Patchwork didn’t look up from the video game he was playing. He was too engrossed in his new game, Zombie Takeover. He was on Level 21. Game etiquette was crystal clear and indisputable. You didn’t disturb someone on Level 21. It just wasn’t done.
But Patchwork was getting hungry, in spite of the intense concentration necessary to beat the game. “You know what would be good right now? Pizza rolls. Or nachos. And a cold root beer.” Yeah, all of those would hit the spot.
He began to wonder himself where Mom was. It seemed like she should have been back already.
“You sure she’s not back yet?” Patchwork asked his cousin. You couldn’t always hear what was going on in the rest of the house from the family room. The room was paneled and carpeted which made it practically soundproof, especially with the door closed. “Did you check?”
“She’s not here. It’s been a long time, Patch.”
“I know. I hope she brings back some- ” Patchwork yelled out as a zombie flew out unexpectedly from a hiding spot and startled him on the game. “Groceries,” he finished as his thumbs worked frantically at the control buttons.
“Patch, I think she’s been gone for days.”
“Days?” Patchwork frowned, but he continued to stare at the TV screen. “How could she be gone for days? I would have noticed.”
“I don’t know, but I don’t remember seeing her yesterday either. Or the day before.”
Everyone called them Patchwork and Gunhawk, or Patch and Gun for short. They’d had the nicknames since before the first grade. Patchwork had carried a patc
hwork quilt around with him everywhere he went when he was little. And Gunhawk had been obsessed with the story of a legendary ancestor who had fought in World War II. The black and white photo still had a prominent place on their fireplace mantle.
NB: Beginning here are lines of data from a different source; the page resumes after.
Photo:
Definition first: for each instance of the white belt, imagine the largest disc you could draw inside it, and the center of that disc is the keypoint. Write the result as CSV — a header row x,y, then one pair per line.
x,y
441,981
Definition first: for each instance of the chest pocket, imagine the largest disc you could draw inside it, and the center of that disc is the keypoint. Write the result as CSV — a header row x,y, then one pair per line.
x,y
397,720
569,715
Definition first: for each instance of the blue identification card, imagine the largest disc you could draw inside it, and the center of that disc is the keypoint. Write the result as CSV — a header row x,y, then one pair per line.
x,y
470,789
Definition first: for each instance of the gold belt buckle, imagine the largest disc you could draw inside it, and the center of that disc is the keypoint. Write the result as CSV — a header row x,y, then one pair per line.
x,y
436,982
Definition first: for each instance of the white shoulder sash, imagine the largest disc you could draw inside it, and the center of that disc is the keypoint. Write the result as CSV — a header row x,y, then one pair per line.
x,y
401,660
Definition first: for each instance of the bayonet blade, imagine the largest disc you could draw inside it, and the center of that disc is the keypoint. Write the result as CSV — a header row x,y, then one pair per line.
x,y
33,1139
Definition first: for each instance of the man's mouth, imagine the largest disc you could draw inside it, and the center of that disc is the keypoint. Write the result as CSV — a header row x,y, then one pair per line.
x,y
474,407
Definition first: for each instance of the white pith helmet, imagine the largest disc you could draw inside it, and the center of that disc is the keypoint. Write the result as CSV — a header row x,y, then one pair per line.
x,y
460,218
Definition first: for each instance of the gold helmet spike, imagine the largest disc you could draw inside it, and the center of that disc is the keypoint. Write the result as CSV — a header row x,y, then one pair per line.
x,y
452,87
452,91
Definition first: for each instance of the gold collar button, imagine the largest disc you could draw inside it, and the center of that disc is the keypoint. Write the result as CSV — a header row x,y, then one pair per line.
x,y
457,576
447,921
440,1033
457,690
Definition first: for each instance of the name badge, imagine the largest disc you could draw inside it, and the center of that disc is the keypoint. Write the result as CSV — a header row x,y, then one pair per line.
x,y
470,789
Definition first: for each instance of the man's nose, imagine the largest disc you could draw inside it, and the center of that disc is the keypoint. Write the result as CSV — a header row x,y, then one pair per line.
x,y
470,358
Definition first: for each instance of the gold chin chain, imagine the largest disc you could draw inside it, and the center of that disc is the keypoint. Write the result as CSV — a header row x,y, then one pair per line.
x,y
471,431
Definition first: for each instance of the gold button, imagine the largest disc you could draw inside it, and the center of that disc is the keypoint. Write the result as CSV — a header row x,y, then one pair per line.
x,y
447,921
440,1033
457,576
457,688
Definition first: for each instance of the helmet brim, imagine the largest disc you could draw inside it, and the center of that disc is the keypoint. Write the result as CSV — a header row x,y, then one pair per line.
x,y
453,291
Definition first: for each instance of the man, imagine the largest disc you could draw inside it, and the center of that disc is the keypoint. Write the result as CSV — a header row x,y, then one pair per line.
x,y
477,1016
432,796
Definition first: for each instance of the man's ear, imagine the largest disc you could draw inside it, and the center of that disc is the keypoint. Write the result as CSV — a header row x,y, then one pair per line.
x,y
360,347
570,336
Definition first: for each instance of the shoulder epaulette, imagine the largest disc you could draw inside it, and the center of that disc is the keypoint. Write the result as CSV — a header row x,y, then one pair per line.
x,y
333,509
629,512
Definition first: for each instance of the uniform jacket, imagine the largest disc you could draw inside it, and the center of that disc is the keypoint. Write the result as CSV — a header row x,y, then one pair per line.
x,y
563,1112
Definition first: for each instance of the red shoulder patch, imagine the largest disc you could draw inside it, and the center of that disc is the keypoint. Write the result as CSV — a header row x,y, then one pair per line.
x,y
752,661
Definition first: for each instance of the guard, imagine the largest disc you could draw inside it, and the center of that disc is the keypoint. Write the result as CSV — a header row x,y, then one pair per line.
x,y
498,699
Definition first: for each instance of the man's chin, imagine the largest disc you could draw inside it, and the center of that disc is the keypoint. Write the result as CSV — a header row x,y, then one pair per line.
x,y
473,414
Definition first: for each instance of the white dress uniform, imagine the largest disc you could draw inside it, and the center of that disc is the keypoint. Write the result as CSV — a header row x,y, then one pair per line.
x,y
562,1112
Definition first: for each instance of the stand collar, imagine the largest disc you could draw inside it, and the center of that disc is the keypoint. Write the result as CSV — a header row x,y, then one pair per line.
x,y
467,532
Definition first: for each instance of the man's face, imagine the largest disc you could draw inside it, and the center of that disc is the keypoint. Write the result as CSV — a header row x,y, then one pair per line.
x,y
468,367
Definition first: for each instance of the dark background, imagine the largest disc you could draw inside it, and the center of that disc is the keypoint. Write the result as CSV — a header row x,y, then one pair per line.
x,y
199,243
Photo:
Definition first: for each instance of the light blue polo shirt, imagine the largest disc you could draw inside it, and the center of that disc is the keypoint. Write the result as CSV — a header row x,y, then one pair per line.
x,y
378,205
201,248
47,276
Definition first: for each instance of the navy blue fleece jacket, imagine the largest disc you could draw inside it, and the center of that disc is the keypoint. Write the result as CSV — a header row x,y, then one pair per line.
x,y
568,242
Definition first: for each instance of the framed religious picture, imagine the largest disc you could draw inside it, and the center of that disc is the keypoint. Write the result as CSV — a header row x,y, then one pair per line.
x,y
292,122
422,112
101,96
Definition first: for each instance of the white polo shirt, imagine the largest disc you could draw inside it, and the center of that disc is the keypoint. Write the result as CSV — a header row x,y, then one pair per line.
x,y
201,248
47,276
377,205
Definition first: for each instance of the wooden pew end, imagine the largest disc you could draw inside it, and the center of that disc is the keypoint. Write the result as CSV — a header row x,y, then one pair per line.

Patchwork shook his head, his frown still in place. “She’s got to be in the house somewhere.”
“No, she isn’t. I already looked everywhere. And her car’s not in the driveway. Or the garage.”
“Did you try calling her?”
“Yeah. She didn’t answer.”
“I mean on the phone.”
“The phone’s not working. Patch? Something’s not right.”
Patchwork’s frown deepened. He was beyond annoyed now because now the lights were flickering. That would be just his luck. To have the power go out.
“Maybe we better check the news,” Gun said to his cousin.
There were two TV’s in the room, but there was a game system hooked up to each one of them. They were arguing over who should turn their game off when something crashed outside.
“Patch, either I’m really messed up right now, or our front yard has turned into a video game.”
Patchwork turned his face to look outside. What he was seeing did look like something from a video game. It was like something straight out of Zombie Takeover.
“What the heck is going on?” Gun asked, alarmed now.
Patchwork wasn’t sure himself. Out of habit, he even pointed the controller at the big picture window next to the TV and pressed the buttons. It looked so real.
“There’s another one,” Gun cried out, pointing. “What are those things? Maybe it’s Seth and Bill dressing up and trying to scare us.”
The lights flickered a few more times. And then they went out completely. Seth and Bill couldn’t have had anything to do with that. The games, of course, shut down. But the zombies outside the window were still there. And Patch and Gun could see that they weren’t just kids playing a prank. They were grown men.